Module 6: Practical Methodologies and Pitfalls
-
IsoFLOP analysis is the most robust and widely used method for scaling studies. You fix your total compute budget, then sweep across different parameter-data trade-offs to find the minimum loss.
-
This method avoids making strong assumptions about the functional form of the scaling law and is less sensitive to modeling errors than surface fitting approaches.
-
Common pitfalls to avoid:
-
Using too small a compute range, which makes it impossible to distinguish between different functional forms
-
Counting parameters incorrectly, which can shift your entire scaling curve
-
Using suboptimal hyperparameters for small models, which will lead to incorrect extrapolations
-
Assuming that good perplexity automatically translates to good downstream performance
-
-
Always validate your scaling predictions with intermediate-sized runs before committing to your full-scale training run.

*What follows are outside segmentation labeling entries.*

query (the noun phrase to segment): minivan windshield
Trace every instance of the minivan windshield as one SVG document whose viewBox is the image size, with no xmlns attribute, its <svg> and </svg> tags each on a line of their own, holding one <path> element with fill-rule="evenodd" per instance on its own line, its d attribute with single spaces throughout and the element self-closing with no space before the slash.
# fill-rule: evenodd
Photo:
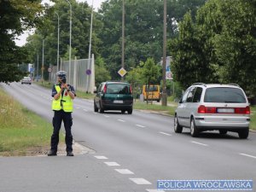
<svg viewBox="0 0 256 192">
<path fill-rule="evenodd" d="M 213 87 L 206 90 L 205 102 L 246 103 L 241 89 L 230 87 Z"/>
<path fill-rule="evenodd" d="M 158 86 L 146 86 L 145 87 L 145 91 L 158 91 Z"/>
<path fill-rule="evenodd" d="M 109 94 L 131 94 L 129 84 L 108 84 L 107 93 Z"/>
</svg>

Wishing you all the best as you apply these powerful scaling principles to your own language modeling projects. May your small runs predict your big runs accurately, your hyperparameters stay perfectly tuned, and your models scale smoothly to new frontiers. Remember that scaling laws are tools, not rules—always validate your assumptions and don't be afraid to question conventional wisdom. The next breakthrough in AI will come from someone who combines careful scaling with creative new ideas. Happy training!